Distributed frequent itemset mining framework for incremental data using MPI-style WSRF services

  • Authors:
  • Harish Verma;Durga Toshniwal;Sateesh Kumar Peddoju

  • Affiliations:
  • Indian Institute of Technology Roorkee, Roorkee, India;Indian Institute of Technology Roorkee, Roorkee, India;Indian Institute of Technology Roorkee, Roorkee, India

  • Venue:
  • Proceedings of the International Conference on Advances in Computing, Communications and Informatics
  • Year:
  • 2012

Quantified Score

Hi-index 0.00

Visualization

Abstract

The Web Services Resource Framework (WSRF) is the standard for the implementation of Grid applications which can be exploited for developing high-level services for distributed data mining applications. More performance can be achieved if there is support for tightly-coupled services where running services can exchange messages with each other as per MPI standards. This paper presents the design and development of an efficient frequent itemset mining framework for mining incremental and distributed data on Grid, integrated with MPI programming technologies of MPI-style Web Services (MPIWS).

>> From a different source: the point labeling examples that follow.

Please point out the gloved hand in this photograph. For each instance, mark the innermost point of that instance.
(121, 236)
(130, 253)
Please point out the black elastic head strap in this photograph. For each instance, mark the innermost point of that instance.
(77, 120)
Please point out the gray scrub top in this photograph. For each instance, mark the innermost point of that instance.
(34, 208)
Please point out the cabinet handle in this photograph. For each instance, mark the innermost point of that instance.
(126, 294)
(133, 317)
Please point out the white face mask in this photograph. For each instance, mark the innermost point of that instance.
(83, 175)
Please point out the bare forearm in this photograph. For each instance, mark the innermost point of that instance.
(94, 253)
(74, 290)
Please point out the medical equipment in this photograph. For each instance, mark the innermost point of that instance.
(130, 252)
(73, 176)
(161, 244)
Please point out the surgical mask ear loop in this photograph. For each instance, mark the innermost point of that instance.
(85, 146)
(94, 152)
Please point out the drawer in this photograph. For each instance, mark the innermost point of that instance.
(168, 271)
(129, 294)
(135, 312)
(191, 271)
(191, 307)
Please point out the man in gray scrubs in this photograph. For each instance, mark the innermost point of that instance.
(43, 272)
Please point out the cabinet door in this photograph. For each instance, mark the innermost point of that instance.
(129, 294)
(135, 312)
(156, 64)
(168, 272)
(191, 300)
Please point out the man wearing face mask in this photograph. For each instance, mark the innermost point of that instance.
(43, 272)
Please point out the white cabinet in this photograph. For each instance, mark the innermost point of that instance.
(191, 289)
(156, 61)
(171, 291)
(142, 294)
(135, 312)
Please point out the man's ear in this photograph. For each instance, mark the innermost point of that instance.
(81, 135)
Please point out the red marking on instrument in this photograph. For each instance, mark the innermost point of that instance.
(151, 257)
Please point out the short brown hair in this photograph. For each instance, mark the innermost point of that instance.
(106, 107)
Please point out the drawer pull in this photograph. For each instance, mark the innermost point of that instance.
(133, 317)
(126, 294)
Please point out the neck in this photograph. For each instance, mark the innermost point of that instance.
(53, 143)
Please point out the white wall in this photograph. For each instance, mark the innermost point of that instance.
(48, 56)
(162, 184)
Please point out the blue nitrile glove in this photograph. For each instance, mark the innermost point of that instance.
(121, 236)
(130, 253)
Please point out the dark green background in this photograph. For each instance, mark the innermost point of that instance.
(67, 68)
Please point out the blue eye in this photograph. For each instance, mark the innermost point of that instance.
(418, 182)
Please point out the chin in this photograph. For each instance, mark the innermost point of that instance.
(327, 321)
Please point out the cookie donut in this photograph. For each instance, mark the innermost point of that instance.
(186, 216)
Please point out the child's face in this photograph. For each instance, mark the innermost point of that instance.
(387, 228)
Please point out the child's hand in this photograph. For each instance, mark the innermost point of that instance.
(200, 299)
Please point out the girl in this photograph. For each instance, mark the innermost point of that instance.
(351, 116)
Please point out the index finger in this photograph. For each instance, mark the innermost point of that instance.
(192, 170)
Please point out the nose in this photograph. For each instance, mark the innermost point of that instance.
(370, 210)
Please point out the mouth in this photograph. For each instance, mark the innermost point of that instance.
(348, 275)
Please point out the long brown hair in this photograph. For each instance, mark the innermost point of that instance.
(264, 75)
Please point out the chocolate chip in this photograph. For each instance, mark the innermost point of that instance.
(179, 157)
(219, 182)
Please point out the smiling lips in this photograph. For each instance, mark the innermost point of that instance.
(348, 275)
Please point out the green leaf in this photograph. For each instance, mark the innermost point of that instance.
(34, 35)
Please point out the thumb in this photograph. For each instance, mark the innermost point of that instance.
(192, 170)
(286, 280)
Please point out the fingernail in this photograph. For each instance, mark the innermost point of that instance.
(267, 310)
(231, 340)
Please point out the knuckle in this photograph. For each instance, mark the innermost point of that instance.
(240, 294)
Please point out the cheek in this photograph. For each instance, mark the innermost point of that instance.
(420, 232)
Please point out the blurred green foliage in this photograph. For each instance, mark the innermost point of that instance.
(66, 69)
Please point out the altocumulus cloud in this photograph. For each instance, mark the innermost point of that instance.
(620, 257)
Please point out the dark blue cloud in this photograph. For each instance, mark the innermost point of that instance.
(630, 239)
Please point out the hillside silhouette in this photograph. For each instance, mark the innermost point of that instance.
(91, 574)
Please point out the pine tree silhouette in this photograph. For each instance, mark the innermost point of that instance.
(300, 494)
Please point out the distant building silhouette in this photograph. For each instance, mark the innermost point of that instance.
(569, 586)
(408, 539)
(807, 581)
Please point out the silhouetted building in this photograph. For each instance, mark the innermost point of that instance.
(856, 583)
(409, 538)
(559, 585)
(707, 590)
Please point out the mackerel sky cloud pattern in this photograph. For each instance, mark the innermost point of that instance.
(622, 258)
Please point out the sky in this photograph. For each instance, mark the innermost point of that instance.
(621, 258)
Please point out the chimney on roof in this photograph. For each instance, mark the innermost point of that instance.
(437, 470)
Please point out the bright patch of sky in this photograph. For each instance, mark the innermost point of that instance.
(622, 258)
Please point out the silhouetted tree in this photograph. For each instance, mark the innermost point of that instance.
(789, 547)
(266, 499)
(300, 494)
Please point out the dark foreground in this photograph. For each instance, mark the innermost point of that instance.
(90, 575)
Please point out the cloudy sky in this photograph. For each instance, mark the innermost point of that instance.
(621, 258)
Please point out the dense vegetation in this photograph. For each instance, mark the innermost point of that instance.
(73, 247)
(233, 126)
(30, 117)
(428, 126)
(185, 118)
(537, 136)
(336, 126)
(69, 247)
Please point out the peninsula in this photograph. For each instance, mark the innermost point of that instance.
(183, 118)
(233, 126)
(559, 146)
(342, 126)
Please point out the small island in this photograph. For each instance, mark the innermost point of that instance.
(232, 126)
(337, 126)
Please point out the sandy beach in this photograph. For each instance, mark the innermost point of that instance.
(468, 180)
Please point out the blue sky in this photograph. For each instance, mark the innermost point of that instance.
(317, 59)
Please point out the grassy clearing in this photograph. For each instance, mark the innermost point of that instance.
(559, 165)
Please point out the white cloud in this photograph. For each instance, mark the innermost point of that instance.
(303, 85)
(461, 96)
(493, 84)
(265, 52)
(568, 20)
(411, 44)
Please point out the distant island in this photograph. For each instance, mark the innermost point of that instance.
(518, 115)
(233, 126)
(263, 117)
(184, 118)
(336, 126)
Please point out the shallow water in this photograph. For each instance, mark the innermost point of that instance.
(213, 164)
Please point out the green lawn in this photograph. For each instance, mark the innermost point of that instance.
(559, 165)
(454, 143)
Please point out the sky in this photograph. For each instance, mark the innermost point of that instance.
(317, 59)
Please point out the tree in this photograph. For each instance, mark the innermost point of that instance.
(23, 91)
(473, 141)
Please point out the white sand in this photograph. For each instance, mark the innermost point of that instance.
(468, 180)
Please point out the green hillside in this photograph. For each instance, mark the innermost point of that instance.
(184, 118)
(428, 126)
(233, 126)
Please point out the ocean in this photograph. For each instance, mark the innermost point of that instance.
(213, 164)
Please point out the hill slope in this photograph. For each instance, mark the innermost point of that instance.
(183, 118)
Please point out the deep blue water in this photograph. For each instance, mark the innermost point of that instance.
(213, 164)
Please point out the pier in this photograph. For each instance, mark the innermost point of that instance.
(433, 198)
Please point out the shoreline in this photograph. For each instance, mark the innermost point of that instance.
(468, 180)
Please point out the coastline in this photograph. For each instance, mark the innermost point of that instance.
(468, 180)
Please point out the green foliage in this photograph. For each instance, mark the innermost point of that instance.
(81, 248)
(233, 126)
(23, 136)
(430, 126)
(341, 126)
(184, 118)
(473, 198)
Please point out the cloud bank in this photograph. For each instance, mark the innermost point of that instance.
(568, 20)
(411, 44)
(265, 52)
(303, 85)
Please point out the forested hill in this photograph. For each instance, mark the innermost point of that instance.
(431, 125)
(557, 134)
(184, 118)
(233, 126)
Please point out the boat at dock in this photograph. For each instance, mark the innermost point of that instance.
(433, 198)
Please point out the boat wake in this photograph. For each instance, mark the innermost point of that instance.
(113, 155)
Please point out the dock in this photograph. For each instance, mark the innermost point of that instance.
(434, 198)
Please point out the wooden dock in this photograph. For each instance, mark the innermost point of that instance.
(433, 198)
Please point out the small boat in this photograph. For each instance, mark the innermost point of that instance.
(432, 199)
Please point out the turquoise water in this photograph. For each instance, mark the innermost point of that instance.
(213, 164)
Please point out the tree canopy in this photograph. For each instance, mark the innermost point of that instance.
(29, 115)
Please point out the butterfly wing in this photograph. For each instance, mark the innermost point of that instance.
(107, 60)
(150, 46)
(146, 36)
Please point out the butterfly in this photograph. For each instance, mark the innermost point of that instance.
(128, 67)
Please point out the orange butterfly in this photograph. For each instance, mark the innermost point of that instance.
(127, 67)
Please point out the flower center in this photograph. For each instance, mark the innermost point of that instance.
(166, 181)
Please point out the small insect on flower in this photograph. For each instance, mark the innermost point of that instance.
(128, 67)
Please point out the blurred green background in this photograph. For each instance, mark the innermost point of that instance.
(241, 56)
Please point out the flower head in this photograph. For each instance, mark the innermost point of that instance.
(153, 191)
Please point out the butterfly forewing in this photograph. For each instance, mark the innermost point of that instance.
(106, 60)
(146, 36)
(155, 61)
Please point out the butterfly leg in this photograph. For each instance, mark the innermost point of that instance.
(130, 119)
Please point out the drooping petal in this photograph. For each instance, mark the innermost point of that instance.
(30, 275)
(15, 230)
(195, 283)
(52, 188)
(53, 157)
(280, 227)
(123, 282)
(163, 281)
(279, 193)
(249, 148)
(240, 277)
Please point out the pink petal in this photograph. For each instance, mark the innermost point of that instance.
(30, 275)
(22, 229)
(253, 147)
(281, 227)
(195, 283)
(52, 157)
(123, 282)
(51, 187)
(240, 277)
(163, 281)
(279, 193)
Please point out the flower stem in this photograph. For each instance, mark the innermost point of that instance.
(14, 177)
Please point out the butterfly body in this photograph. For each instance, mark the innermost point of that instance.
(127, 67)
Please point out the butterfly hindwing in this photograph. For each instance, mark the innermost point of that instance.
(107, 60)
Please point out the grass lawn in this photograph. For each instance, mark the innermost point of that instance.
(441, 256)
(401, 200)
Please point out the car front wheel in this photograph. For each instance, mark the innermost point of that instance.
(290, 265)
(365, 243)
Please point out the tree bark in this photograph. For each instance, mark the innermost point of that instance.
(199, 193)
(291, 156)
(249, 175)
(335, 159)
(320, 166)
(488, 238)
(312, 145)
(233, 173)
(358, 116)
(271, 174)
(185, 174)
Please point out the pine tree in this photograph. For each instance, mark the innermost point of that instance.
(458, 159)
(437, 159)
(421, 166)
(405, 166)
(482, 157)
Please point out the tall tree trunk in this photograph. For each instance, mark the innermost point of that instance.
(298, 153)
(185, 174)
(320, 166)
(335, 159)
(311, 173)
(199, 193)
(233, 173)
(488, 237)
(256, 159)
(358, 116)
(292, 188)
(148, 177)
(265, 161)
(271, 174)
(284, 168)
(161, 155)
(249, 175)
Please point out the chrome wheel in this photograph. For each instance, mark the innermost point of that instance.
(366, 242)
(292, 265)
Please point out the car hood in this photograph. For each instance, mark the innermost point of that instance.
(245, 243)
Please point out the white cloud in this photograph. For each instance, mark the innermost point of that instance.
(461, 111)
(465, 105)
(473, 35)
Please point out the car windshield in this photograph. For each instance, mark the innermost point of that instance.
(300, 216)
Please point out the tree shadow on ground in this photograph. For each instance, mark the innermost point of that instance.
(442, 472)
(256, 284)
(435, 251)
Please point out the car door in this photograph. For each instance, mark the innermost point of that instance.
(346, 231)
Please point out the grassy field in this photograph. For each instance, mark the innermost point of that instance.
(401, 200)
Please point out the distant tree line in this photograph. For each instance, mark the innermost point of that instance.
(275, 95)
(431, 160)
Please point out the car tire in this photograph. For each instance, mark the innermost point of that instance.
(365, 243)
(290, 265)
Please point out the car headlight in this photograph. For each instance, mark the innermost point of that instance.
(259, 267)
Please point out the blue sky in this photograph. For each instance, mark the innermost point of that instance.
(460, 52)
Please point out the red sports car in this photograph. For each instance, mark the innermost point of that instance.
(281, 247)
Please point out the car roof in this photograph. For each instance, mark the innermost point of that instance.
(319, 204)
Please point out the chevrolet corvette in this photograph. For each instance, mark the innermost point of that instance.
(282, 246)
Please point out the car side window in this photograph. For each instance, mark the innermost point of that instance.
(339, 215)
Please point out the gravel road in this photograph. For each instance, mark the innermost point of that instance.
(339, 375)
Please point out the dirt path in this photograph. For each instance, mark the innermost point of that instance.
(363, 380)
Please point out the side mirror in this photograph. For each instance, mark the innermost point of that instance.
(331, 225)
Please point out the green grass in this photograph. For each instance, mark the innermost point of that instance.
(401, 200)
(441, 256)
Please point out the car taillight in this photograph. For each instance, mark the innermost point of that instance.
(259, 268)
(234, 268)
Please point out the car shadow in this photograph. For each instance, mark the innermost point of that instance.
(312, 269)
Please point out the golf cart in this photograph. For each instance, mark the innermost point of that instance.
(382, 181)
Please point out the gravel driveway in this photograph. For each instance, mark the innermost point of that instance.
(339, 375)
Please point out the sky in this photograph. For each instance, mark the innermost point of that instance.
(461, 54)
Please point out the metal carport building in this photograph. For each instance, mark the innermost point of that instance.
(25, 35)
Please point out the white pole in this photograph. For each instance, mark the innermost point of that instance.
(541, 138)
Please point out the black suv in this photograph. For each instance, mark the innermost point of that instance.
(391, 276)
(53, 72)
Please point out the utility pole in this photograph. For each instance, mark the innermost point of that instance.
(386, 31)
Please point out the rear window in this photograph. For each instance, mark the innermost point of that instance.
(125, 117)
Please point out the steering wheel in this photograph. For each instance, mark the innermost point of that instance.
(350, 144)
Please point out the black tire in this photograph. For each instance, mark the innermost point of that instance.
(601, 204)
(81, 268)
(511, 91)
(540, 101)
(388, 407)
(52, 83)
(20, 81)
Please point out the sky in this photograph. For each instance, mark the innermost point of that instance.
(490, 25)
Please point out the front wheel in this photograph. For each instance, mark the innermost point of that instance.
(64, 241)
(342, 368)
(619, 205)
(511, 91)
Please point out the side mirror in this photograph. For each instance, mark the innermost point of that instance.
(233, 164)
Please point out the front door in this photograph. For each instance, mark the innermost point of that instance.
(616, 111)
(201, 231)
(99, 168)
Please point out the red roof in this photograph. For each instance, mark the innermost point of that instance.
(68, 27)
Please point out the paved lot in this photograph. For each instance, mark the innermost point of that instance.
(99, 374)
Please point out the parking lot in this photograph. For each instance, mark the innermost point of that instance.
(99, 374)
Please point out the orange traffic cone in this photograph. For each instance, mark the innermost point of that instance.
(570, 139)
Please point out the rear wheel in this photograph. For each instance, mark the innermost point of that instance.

MPIWS takes advantage of the SOAP communication protocol, and allows direct MPI-style communication among loosely coupled services. The proposed framework generates local models as well as global model of frequent itemset mining. Both of these models are stored in WSRF stateful resource and used in subsequent mining over incremented dataset. The proposed framework is fully compliant with WSRF specifications. It has been evaluated for its performance analysis with various Grid configurations and dataset increment sizes. The obtained results validate the feasibility and efficiency of MPI style web services in Grid environment for tightly-coupled data mining applications.